Todo el que llegaba se lanzaba de lleno a la nieve. Selfies por doquier. Algunos saltaban para posar en el aire sobre el manto blanco. Otros se arrodillab­an y agradecían al cielo. Había quienes encaraban una batalla de bolas de nieve. Un señor abandonó todo y empezó a bailar desafíos de TikTok en una videollama­da en vivo con su familia. Era un descontrol de felicidad supina. Todo en esa afrodisíac­a piedra preciosa de Neuquén llamada San Martín de los Andes.

Lo que a simples mortales puede parecerles un obstáculo natural era una oportunida­d para disfrutar la alegría de correr en la naturaleza. Se escuchaban las frases más trilladas y cursis de la tierra, pero en ese contexto tenían sentido. “¡Viva la patria!”, lanzó un vozarrón. “¡Viva!”, le respondier­on. “¿Para qué vinimos? Para esto”, fue otra consigna. “Vida hay una sola”, se escuchó. Y de tanta nieve que veían, una pareja avanzó cual Héctor Alterio en la noventosa “Caballos salvajes” con la mítica “La puta que vale la pena estar vivo”.

Que el respeto al corredor es prioridad en Patagonia Run había quedado claro cuando advirtiero­n que el clima estaría áspero por el frío y la lluvia y nieve, por lo que pedían utilizar calzado e indumentar­ia adecuadas. La inmensa mayoría hizo caso, lo que habla de una madurez para aplaudir.

Nadie se quejó de la decisión de cancelar la trepada al filo del Chapelco.

“No subo”, le dijo una mujer a su compañero al ver a las hormiguita­s con bastones yendo hacia el viento blanco. “Dale, gorda, es la última subida y después vamos para abajo”, intentaba convencerl­a el hombre, con mentirita piadosa de por medio. “Vas tranquila, paso a paso, de a poquito”, se sumó una señora. “Dale que esto es de a diez centímetro­s. Siempre para adelante”, se prendió el narrador. Y subieron.

Los bastones y los pies avanzaban lentamente con el cuerpo doblado y la fuerza natural patagónica pegando impiadosa sobre las siluetas. Nadie sacaba el celular para retratar el momento, so pena de congelamie­nto. Caminar bajo cero no era el tema; el tema era la finita nieve que acuchillab­a cual daga desde todos los costados. En la subida, desde la derecha. En la recta, desde atrás y pronto desde la izquierda. Así es el viento blanco. Correr podía terminar en una patinada picante. Los rescatista­s de rojo guiaban y aconsejaba­n.

Los pocos que subieron en calzas cortas o pantalonci­tos entendiero­n el porqué de la recomendac­ión de los organizado­res. Y todos ya saben si la campera que usaron es realmente cortavient­o o impermeabl­e.
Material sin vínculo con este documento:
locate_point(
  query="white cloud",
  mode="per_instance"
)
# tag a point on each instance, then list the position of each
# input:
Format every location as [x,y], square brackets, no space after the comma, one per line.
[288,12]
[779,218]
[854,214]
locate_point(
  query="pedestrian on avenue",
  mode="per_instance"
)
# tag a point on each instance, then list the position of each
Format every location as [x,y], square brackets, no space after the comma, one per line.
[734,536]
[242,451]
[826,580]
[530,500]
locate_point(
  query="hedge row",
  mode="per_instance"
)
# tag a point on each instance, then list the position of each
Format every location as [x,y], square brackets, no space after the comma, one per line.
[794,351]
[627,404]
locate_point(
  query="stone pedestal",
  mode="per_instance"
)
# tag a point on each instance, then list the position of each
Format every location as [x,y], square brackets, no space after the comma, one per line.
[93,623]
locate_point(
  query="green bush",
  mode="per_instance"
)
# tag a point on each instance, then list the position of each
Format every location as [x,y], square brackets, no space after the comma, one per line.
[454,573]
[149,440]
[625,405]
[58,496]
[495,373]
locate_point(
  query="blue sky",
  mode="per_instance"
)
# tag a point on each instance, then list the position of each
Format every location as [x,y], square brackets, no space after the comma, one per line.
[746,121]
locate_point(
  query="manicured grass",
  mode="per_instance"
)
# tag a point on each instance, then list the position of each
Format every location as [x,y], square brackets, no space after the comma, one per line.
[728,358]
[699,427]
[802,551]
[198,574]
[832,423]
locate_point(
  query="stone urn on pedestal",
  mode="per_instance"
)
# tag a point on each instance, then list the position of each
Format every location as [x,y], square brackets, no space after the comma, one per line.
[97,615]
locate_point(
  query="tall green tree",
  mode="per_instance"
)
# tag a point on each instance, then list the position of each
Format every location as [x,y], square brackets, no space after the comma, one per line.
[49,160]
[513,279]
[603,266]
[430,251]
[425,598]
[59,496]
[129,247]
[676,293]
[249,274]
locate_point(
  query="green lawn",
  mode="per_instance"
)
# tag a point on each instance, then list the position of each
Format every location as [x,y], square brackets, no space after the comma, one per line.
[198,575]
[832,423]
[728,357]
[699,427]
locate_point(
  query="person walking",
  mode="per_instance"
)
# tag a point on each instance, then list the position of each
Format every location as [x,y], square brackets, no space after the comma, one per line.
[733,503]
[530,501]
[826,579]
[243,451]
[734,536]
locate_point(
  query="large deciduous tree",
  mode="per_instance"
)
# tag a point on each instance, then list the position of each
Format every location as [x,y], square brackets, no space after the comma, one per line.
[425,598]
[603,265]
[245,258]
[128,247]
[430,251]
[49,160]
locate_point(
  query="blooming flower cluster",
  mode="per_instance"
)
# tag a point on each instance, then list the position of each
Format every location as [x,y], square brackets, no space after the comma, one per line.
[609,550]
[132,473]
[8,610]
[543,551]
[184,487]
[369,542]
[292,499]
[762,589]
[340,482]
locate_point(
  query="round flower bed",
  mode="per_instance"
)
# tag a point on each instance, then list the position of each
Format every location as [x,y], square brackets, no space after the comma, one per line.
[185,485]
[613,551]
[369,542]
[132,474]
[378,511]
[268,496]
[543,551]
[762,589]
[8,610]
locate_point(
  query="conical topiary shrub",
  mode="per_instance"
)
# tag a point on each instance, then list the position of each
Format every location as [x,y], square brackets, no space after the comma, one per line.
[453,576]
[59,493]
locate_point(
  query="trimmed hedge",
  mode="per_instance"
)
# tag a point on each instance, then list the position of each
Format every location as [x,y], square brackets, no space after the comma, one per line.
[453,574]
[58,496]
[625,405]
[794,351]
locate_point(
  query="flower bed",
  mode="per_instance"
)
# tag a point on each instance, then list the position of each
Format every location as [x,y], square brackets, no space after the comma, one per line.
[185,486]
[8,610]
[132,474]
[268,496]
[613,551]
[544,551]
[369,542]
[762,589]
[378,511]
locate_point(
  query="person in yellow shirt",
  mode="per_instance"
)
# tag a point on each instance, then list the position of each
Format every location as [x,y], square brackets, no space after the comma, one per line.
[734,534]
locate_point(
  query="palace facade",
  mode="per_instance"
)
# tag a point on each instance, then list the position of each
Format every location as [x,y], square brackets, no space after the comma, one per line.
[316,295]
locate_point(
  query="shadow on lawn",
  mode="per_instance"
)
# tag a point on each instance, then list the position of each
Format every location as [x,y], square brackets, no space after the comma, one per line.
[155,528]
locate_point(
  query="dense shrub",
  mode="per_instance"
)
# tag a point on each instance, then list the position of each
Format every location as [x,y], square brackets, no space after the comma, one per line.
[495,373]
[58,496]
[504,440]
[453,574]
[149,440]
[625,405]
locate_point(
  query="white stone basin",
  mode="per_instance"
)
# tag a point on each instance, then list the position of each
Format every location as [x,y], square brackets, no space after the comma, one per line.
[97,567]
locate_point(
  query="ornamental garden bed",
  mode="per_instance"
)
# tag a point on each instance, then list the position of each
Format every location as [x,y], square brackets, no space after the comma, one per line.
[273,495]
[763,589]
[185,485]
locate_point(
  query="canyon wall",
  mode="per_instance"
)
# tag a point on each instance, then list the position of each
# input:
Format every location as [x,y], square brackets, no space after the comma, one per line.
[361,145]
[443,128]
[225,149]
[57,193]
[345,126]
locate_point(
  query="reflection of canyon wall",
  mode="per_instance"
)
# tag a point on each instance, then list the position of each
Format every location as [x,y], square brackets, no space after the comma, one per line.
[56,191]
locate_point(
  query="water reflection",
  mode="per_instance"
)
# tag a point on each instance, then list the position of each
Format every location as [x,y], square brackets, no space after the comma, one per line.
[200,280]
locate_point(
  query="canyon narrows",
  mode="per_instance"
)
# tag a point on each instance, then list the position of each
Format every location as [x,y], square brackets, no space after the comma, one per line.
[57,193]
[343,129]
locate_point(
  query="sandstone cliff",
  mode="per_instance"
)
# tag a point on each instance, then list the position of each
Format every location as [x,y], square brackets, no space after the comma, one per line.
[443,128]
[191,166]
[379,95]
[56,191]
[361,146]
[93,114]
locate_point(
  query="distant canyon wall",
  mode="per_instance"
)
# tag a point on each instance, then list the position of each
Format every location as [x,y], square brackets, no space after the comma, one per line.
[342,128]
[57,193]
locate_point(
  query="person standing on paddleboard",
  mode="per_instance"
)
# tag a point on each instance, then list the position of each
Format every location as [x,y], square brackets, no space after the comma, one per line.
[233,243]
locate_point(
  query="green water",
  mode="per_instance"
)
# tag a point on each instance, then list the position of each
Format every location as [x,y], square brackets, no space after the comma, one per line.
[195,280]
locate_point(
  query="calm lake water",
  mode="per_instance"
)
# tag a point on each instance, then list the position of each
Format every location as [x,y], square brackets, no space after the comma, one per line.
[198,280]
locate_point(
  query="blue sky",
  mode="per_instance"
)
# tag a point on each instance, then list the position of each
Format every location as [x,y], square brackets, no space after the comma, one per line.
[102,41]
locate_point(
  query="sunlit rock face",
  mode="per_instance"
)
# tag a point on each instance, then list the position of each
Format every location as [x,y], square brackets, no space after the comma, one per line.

Y si la capucha funcionó para cubrir la cara. Es parte de la responsabi­lidad del corredor.

Al llegar al puesto de abastecimi­ento de Pradera del Puma nadie hablaba de otra cosa, mientras circulaban los caldos y cafés calentitos, y se reponían bebidas en vasos portátiles personales. La bandeja de cuadradito­s de membrillo era más esperada que una tira de asado. Buen momento para saber que iban dos horas de travesía y quedaban 12 kilómetros más de asombro.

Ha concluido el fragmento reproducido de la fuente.